Director of the Chinese Liaison Office of Hong Kong, Luo Huining. Photo: Isaac Lawrence/AFP

Relatives of 12 Hong Kong fugitives detained on the Chinese mainland after trying to flee the financial hub petitioned Beijing’s office in the city on Wednesday, pleading for their loved ones to be returned.

The small gathering outside the Liaison Office came as its director said authorities needed to do more to instil patriotism in the city, which was rocked by seven months of huge and often violent democracy protests last year.

“As Chinese, patriotism is not a choice, it’s a duty and a righteous path,” Luo Huining, Beijing’s top official in the city, said at a banquet.

Luo was speaking ahead of Thursday’s National Day – the annual holiday that marks the founding of the People’s Republic of China.

Democracy supporters have been denied permission to march on Thursday.

Authorities cited security concerns and anti-coronavirus measures against more than four people gathering in public, measures which have made protest all but impossible for most of this year.

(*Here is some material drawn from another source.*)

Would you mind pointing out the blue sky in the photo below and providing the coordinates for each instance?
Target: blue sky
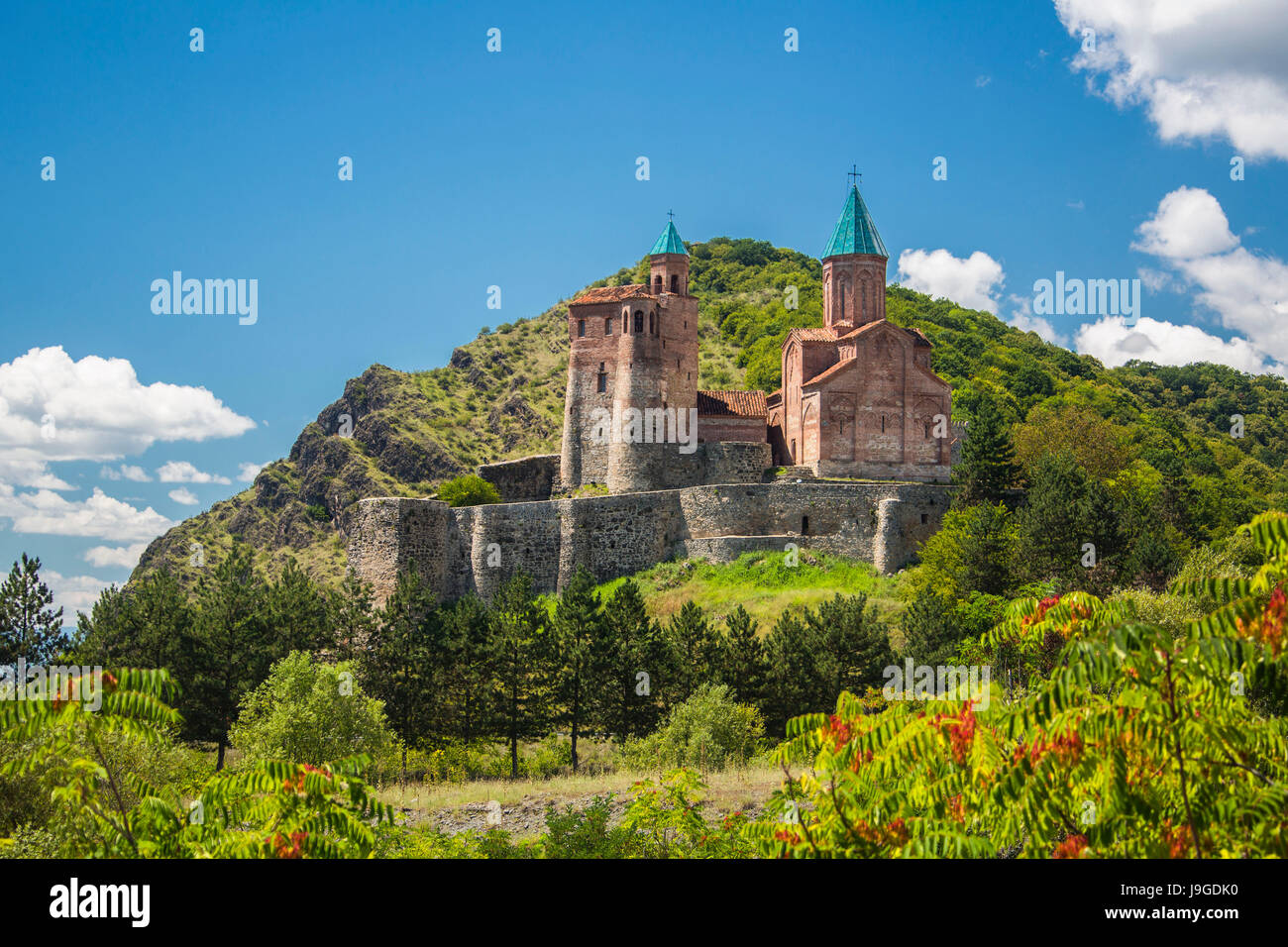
(518, 169)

Five relatives of the detained Hong Kongers rallied as Luo spoke. Police did not break up the gathering and no official came to meet the group.

The Hong Kongers were detained in August by the Chinese coastguard as they tried to flee to Taiwan in a speedboat. They were all facing protest-linked prosecutions in Hong Kong.

The group has since disappeared into China’s notoriously opaque judicial system.

Relatives say they have been denied access to family-appointed lawyers and authorities have not given adequate updates on their health or well-being.

“I have no information of my son,” a man who identified himself as the father of detainee Cheng Tsz-Ho, said, weeping as he spoke. 

“They ask us not to badger them any more,” a woman who identified herself as the mother of Li Tsz-yin added.

“Why shouldn’t we when our family members have gone missing? We can’t send any medicine or do anything.”

Mainland authorities say the fugitives are being held on suspicion of “illegal border crossing” and must face mainland law before they are returned to face any earlier prosecution.

Political tensions are rising in Hong Kong ahead of National Day, a time of celebration for government supporters but a day of grievance for those worried about Beijing’s increased control over the city.

Last year’s celebrations – on the seventieth anniversary of the PRC’s founding – were marred by some of the most violent clashes of the months-long unrest.

Since then Beijing has imposed a strict national security law on the territory, a measure it says has returned stability.

While mass rallies on Thursday are unlikely, some online groups have called for flash-mob demonstrations in the evening.

Over the last 16 months more than 10,000 people have been arrested at protests and courts are crammed with trials.

On Wednesday a court granted bail to Joshua Wong, one of the city’s most prominent dissidents, following a recent arrest for his involvement in one of last year’s protests.

He currently faces three protest-linked prosecutions.

“Even if they try to arrest us, prosecute us and lock us up in prison, there is no reason for us to surrender,” he said outside court.